Wind power is supposed to be environmentally friendly. But a lot of environmentalists don’t think so. “People couldn’t believe it happened,” says Scott Petrie, a waterfowl ecologist and executive director of Long Point Waterfowl, a conservation group. “Cutting down bald eagle nests flies in the face of anything you would call green energy.”

Wind turbines have invaded many of Ontario’s most scenic and ecologically rich areas. They’re invading coastal wetlands and spreading along major migratory flyways – up the Bruce Peninsula, west to Lake Huron, south to Lake Erie, and east to Prince Edward County, where environmental groups are fighting a major wind development in Ostrander Point, an important bird area. “We have no idea whatsoever of the cumulative impact of these things,” says Dr. Petrie. Turbines chew up birds and other flying things, and they disrupt wildlife habitats.

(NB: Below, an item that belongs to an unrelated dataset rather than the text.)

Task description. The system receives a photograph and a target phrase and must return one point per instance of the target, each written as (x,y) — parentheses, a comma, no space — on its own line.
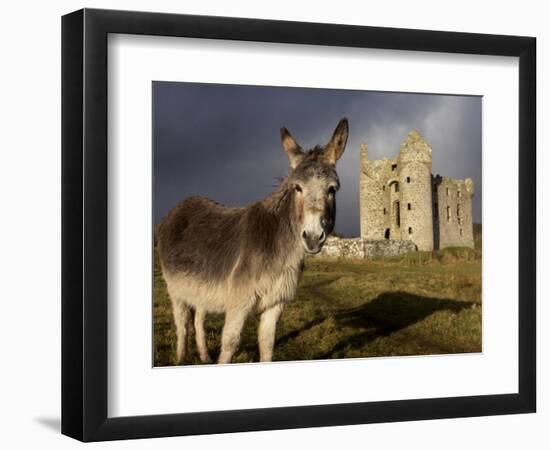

But, in Ontario, nothing is allowed to trump Big Wind. Ontario’s Green Energy Act, the brainchild of outgoing Premier Dalton McGuinty, gave the green light to rampant wind development. By 2016, the goal is to more than double the amount of wind power being generated now.

Wind companies are not owned and operated by idealistic entrepreneurs. They are run by some of Canada’s, and the world’s, biggest corporations, including pipeline and pulp and paper companies. Wind contracts are flipped like other financial instruments. NextEra, the outfit that cut down the eagle’s nest, is the largest generator of wind and solar power in North America. Because of a lucrative U.S. tax break for wind power, the company has paid no U.S. corporate income tax for several years, despite billions in profits. Big Wind is among the biggest lobbyists in Washington.

Dalton McGuinty’s Green Energy Act was a spectacular policy blunder, based on a string of faulty premises: that coal emissions were killing us (they weren’t), that we’d soon be running out of fossil fuel (we aren’t, and Ontario doesn’t use much anyway), and that switching to green energy would help save the planet (not in our lifetime).